Un poco de historia.
Fue la necesidad la que nos unió. El deseo de encontrar un camino que nos satisfaga, que nos de unos resultados dignos del esfuerzo que realizamos.
Cuando encontramos una manera de trabajar que nos permitía poder hablar en inglés con nuestros alumnos, la mayoría de nosotras no teníamos el nivel de inglés necesario para poder expresarnos con soltura en inglés, tuvimos que ponernos las pilas. Empezamos compartiendo el inglés que sabíamos y compartiendo las dudas que nos iban surgiendo: de pronunciación, de expresión, de estructuras sencillas que nos permitieran expresarnos y que facilitan a nuestros alumnos que nos vayan entendiendo y las usen para expresarse.
Sabíamos también que nos hacía falta ir a un país de habla inglesa. El primer año, en febrero tres compañeras del grupo participamos en un intercambio con profesores de Irlanda del Norte.
Más tarde cuatro de nosotras solicitamos un Comenius que nos permitió pasar un mes de nuestras vacaciones de verano en Irlanda estudiando inglés y nos dio la oportunidad de conocer a maestros de otros países europeos. Con ellos, dos de nosotras iniciamos sendos proyectos europeos. Uno de ellos, coordinado por una compañera del grupo ha finalizado este año y ha sido una inagotable fuente de información y nuevos retos. Hemos podido conocer escuelas de Irlanda, Italia, Letonia, Portugal y Suecia y hemos estado con las maestras de estos países cuando han venido a visitarnos a Granada.
Se han ido abriendo cada vez más caminos que hay que recorrer, que nos amplían las posibilidades comunicativas de la lengua y nos obligan a encontrar la manera de dar a nuestros alumnos las herramientas que les permitan comunicarse, haciendo siempre hincapié en la necesidad de hablar de cosas realmente interesantes para ellos.
También hemos estado al tanto de los proyectos bilingües. En el grupo, dos de nosotras con la ayuda de las demás, hemos elaborado dos proyectos. Ya tenemos en el grupo una escuela bilingüe que nos plantea nuevos retos que responden al planteamiento del grupo de usar el inglés para “hacer algo”.

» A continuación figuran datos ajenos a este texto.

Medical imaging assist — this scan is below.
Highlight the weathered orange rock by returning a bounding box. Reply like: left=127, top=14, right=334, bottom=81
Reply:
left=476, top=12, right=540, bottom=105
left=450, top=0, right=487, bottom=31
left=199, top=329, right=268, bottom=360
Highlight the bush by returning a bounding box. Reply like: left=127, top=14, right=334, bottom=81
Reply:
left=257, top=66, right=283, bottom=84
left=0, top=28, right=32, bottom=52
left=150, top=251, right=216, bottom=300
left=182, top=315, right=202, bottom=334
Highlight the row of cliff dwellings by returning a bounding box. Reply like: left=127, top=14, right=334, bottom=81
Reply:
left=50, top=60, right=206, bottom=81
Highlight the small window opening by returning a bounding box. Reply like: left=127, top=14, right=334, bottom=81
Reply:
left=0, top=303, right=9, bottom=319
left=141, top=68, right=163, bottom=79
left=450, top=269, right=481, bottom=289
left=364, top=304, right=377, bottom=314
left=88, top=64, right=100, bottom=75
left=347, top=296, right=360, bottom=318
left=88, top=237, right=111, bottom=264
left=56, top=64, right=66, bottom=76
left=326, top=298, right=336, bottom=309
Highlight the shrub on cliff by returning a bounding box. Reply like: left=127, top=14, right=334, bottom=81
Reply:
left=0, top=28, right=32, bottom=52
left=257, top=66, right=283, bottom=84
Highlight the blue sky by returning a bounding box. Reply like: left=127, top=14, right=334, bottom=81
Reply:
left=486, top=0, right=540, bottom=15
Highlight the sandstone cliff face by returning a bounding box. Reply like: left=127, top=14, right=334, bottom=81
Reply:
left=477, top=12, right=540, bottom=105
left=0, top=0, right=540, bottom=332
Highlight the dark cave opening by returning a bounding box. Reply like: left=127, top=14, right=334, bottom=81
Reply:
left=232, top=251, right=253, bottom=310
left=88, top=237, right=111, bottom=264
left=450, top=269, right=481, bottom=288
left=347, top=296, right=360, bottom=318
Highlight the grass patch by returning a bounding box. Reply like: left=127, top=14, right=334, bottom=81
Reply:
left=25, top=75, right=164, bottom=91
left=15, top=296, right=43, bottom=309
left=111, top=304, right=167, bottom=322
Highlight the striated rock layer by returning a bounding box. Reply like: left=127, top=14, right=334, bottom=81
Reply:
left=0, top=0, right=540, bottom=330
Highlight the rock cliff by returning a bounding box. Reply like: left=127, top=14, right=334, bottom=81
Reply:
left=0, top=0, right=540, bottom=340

En el grupo hemos tenido además una licencia de estudio de tres meses en una escuela inglesa en la que dan español desde los 5 años y que ha permitido experimentar el método que trabajamos para enseñar, en este caso, el español. En una de nuestras escuelas tenemos un aula interactiva que hemos de aprender a aprovechar.
Muchas de nosotras vamos poniendo los libros de texto a nuestro servicio, y en algunos casos trabajamos sin ellos, puesto que cada vez disponemos de más recursos propios que nos permiten hacerlo.
Empezamos con muchas preguntas. Cada vez tenemos más respuestas que, por supuesto dan paso a nuevos interrogantes, pero en el camino estamos aprendiendo mucho, tenemos cada vez más confianza en lo que estamos haciendo porque vemos que nos funciona. Nuestros errores nos sirven para aprender, en el grupo los vemos, los analizamos y pensamos cómo corregirlos. No repetimos lo que a otro le ha ido mal. Compartimos nuestras dudas y también nuestros aciertos.
Nos hemos atrevido a contar nuestra experiencia a otros maestros, no nos resulta fácil, nos da apuro, pero para contar a otros lo que hacemos nos obliga a organizarlo y revisarlo, y nos ha permito también conocer a mucha gente que tiene las mismas inquietudes y que van nutriendo al grupo con sus experiencias.